JAKARTA, JOGLOSEMARNEWS.COM – Ibarat pepatah “anjing menggonggong kafilah berlalu”, demikianlah polemik revisi UU TNI yang hingga kini masih menuai prokontra, Kamis (20/3/2025) besok sudah bergulir ke sidang Paripurna.
Wakil Ketua Komisi I DPR, Dave Laksono menjelaskan, dari hasil rapat sebelumnya, revisi tersebut sudah diputuskan di tahap I, sehingga RUU TNI sudah dinyatakan selesai, dan tinggal dibawa ke tahap II, yakni dibacakan di sidang Paripurna.
Keputusan ini diambil meskipun masih ada kritik dari berbagai pihak, terutama dari kalangan masyarakat sipil yang menilai revisi UU TNI berpotensi menghidupkan kembali dwifungsi ABRI dan melemahkan supremasi sipil. Namun, DPR tampaknya tetap melaju dengan agenda yang telah disusun.
Dave sendiri mengakui bahwa undangan resmi dari Badan Musyawarah (Bamus) terkait rapat paripurna belum ia terima. Meski begitu, ia yakin sidang tetap akan berjalan sesuai jadwal yang telah ditetapkan.
“RUU ini sudah rampung di tahap I dan tinggal dibacakan di paripurna, yang insya Allah dijadwalkan besok,” ujarnya di kompleks parlemen, Senayan, Jakarta, Rabu (19/3/2025).
Sementara itu, Ketua Komisi I DPR sekaligus Ketua Panitia Kerja (Panja), Utut Adianto, dalam rapat pembicaraan tingkat I pada Selasa (18/3/2025), mengajukan pertanyaan kepada peserta rapat terkait persetujuan revisi UU TNI untuk dibawa ke paripurna.
“Apakah RUU tentang perubahan atas Undang-Undang Nomor 34 Tahun 2004 tentang Tentara Nasional Indonesia untuk selanjutnya dibawa pada pembicaraan tingkat dua dalam rapat paripurna DPR RI untuk disetujui menjadi undang-undang, apakah dapat disetujui?” tanya Utut.
“Setuju!” jawab peserta rapat yang hadir, sebelum palu diketok sebagai tanda keputusan bulat.

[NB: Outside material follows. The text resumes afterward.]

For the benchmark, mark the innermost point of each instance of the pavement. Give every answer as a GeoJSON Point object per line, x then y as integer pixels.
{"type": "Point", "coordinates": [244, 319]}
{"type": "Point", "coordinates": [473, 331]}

Di sisi lain, Koalisi Masyarakat Sipil terus menyuarakan penolakan terhadap revisi UU TNI. Mereka menilai revisi ini bukan hanya tidak memiliki urgensi, tetapi juga dapat menghambat profesionalisme militer dengan memungkinkan prajurit aktif mengisi jabatan sipil di luar tugas pokok mereka.
Koordinator Komisi untuk Orang Hilang dan Korban Kekerasan (KontraS), Dimas Bagus Arya Saputra, mengkritik proses pembahasan yang dianggap terlalu cepat, sehingga membatasi partisipasi publik dalam memberikan masukan.

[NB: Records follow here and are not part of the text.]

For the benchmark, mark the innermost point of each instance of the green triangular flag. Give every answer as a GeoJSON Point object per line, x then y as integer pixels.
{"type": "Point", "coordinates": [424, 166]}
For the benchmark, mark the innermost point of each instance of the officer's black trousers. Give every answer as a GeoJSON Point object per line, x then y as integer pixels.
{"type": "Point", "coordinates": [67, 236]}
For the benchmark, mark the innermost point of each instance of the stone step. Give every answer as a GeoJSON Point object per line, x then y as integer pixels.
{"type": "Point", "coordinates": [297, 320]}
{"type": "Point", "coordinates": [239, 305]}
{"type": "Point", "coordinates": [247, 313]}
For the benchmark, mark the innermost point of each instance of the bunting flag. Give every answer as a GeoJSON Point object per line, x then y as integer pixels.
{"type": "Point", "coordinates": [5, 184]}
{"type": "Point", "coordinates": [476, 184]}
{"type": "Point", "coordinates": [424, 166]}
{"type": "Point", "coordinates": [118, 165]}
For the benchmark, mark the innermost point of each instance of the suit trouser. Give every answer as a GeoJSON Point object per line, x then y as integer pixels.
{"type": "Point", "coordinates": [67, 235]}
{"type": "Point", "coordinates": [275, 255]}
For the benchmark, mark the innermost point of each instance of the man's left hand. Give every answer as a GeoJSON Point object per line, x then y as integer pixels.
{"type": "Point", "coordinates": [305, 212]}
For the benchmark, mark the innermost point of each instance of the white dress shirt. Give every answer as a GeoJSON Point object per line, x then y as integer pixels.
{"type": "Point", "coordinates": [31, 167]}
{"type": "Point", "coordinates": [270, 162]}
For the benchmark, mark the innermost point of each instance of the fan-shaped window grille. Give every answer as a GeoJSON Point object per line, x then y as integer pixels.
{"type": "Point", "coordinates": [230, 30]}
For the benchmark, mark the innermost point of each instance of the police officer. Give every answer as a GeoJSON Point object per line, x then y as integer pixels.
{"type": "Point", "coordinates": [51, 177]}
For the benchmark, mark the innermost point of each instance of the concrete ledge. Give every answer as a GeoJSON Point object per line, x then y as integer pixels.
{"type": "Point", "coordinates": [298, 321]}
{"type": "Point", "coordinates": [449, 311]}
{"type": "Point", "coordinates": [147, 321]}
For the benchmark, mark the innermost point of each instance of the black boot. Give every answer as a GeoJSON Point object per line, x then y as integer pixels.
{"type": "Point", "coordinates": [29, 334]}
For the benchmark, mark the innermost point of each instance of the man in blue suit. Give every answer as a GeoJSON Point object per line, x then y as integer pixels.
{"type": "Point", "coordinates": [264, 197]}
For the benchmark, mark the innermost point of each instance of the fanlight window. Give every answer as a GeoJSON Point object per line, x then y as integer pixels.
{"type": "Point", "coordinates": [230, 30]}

“DPR seharusnya melakukan kajian lebih mendalam. Proses yang begitu cepat membuat ruang diskusi publik sangat minim,” ujar Dimas kepada Tribunnews.com, Senin (17/3/2025).
Menurutnya, tanpa revisi pun, banyak prajurit aktif TNI yang sudah ditempatkan di luar bidang yang diperbolehkan dalam UU TNI. Oleh karena itu, ia menilai revisi ini justru dapat semakin memperluas peran militer di luar tugas utamanya, yang berpotensi menghidupkan kembali pola dwifungsi seperti di masa lalu.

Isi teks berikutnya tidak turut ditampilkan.